# Horspool's String Search on 0s and 1s

I'm confused in trying to solve the following problem:
Find the number of comparisons made by Horspool's string search algorithm in the following case:

String: 001001001001
Pattern: 111

Attempt 1
The shift table value for 0 as per the algorithm should be 3 i.e. length of the pattern, because 0 is not part of the pattern.

001001001001
111

001001001001
---111

... and so on. This leads to 2 comparisons in each of the 4 shifts i.e. 8 comparisons.

Attempt 2

001001001001
111

001001001001
--111

001001001001
-----111

... and so on. 2 comparisons needed in the first run and only 1 in each of the following 3 shifts i.e. total of 5.

Intuitively, it makes sense NOT to slide along the pattern 3 spaces [attempt 1] in the first run of the algorithm because we are not taking into account that the first character of the pattern - 1- is the same as the last character of our previous string match block - 001.

I would like help in correcting my understanding of the algorithm.

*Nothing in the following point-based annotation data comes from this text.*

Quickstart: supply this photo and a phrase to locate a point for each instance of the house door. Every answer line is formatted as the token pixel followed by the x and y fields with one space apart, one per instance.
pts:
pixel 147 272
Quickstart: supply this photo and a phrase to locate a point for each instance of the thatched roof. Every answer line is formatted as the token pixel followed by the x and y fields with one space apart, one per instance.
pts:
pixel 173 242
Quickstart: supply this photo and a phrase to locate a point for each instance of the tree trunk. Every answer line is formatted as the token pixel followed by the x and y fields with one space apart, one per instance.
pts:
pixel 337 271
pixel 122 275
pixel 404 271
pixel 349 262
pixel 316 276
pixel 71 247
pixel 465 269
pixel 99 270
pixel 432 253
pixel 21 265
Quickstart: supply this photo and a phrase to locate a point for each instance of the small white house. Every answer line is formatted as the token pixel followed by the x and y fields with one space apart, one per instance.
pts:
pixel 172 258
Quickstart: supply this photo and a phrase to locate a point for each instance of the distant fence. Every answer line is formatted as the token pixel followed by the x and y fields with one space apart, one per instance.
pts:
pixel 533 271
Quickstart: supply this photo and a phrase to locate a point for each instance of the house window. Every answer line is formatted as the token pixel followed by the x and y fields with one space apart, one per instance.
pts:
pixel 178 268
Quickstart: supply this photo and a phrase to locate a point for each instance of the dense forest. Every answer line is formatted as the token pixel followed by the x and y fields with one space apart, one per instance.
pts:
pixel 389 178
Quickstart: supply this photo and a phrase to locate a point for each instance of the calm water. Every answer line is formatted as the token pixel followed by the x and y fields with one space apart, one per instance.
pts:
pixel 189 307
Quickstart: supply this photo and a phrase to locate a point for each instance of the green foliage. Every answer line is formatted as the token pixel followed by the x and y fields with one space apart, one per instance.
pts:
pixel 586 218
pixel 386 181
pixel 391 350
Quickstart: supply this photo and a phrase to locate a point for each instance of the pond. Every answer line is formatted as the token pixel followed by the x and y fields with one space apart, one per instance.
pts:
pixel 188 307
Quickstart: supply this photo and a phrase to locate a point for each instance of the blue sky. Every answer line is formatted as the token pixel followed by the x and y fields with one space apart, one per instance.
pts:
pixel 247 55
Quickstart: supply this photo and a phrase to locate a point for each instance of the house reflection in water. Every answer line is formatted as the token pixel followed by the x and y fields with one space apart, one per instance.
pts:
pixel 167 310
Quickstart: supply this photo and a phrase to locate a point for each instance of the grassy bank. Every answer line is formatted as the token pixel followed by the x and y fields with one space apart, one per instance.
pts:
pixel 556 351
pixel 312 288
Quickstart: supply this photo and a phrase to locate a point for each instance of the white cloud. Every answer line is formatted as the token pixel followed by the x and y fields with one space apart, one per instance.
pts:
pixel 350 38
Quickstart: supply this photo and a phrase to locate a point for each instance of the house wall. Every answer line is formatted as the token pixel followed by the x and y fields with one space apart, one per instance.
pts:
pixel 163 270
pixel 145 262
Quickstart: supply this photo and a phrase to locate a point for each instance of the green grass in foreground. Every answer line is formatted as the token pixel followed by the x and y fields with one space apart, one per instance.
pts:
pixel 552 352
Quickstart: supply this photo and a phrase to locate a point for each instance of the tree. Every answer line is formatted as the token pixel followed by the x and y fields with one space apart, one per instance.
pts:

• I don't understand your question. Why don't you just sit down with the pseudocode of the algorithm and the input you're interested in, and see how many comparisons it takes? The whole point of an algorithm is that you can just robotically follow the steps without even needing to understand what they're trying to achieve. Oct 9, 2016 at 11:24
• @DavidRicherby: You're right, I should have done that earlier. It was a silly oversight on my part and I understood the algorithm incorrectly - thus making the mistake. I'll answer my own, rather silly, question. Thanks for the nudge! Oct 9, 2016 at 12:36
• And thanks for posting the answer! Welcome to the site! Oct 9, 2016 at 13:06

Both - attempt 1 and 2 - are incorrect executions of the Horspool's algorithm. After the first round of trying to match the pattern in the text:

001001001001
111

There are two comparisons made of which the second one 0 == 1 fails. Now, the shift is determined by the last character in the section of the text being matched i.e. shift value of 1 which is 1. The next search round looks like:

001001001001
-111

This has only one comparison 0 == 1 which fails. The shift is now decided by the value of shift value of 0 which is 3, thus making the next round as follows:

001001001001
----111

This also has only one comparison, just like the previous one resulting in another shift of 3. The next round is also the same, with one comparison.

The total now, correctly, stands at 5.